In turn, we requested the names of the alumni contacted, so we had some indication of when respondents worked with Ignite; our business is five years old — in 2011 and 2012, we were a different limited company, with different investors and little-to-no connections to London VCs and angels. Lumping together output from two different companies and investment models is dangerous, since the responses of founders from four or five years ago have no relevance to how we’ve operated since.

Aside from receiving the raw topline data mentioned in the meeting, we heard nothing until yesterday, when it was announced the report would be published today. We asked about the promised follow-up, and again made the point that we felt the research was flawed. We were promised a phone call to discuss the data ahead of the launch. The call never came. To be clear — everyone was agreeing the data was flawed, but Charlotte Street Capital published it anyway.

Net Promoter Scores (NPS)

We hadn’t heard of Net Promotor Scores until this point. You can read more about them here.

Despite Charlotte Street Capital’s claims the NPS is a a well-known marketing tool, it really isn’t. NPS is an internal management tool for predicting growth and improving processes. It’s not intended for external market research, and certainly not for ranking wildly different accelerator models against one another.

We asked Dave Waddell, a market research professional from Fly Research about the use of NPS in a survey like this:

NPS is a good measure of sentiment in an established market, when conducted among people with experience and perspective. So, supermarket shoppers, car buyers etc where you have a sample size of 1,000.
The metrics of NPS mean that a tiny sample size of 27 will produce data that is fundamentally flawed. You could have interviewed four people from one start-up that all thought the same way.
It’s just bad research. Wrong tool, wrong application, wrong sample, wrong conclusions.
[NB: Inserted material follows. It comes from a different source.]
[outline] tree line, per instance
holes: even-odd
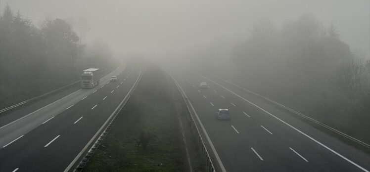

Furthermore, NPS is meant to be conducted once a quarter to enable improvement within a business, not once across the five year lifespan of two different businesses. There is so much controversy about its use, that even professionals who do recommend NPS are at pains to point that execution is critical, even when the tool is used correctly. In the words of Forrester:

Stop using NPS. Or, better said, start using it more properly.

Our survey and results

The only company with any right to use NPS in our name, is us. That’s the point of NPS. So we did. Yesterday, we sent a survey to alumni of every accelerator programme that Ignite has managed over the past five years. Our mailing list doesn’t cover every alumni — people move on, change email addresses, especially in startups — but the majority. Here’s the email (grammatical errors and all) making the request, so there’s transparency about the context:

The survey was anonymous. We wanted founders to feel they could be honest and transparent with us. We received 58 responses, over double the number received by Charlotte Street Capital. We received responses from founders representing every programme we’ve managed over the past five years. It’s still a small sample size, but it represents about a third of the founders we’ve worked with, and we received more responses from founders we’ve worked with from 2013 onwards, under our new company and structure; our data at least feels robust, defensible and, more to the point, relevant.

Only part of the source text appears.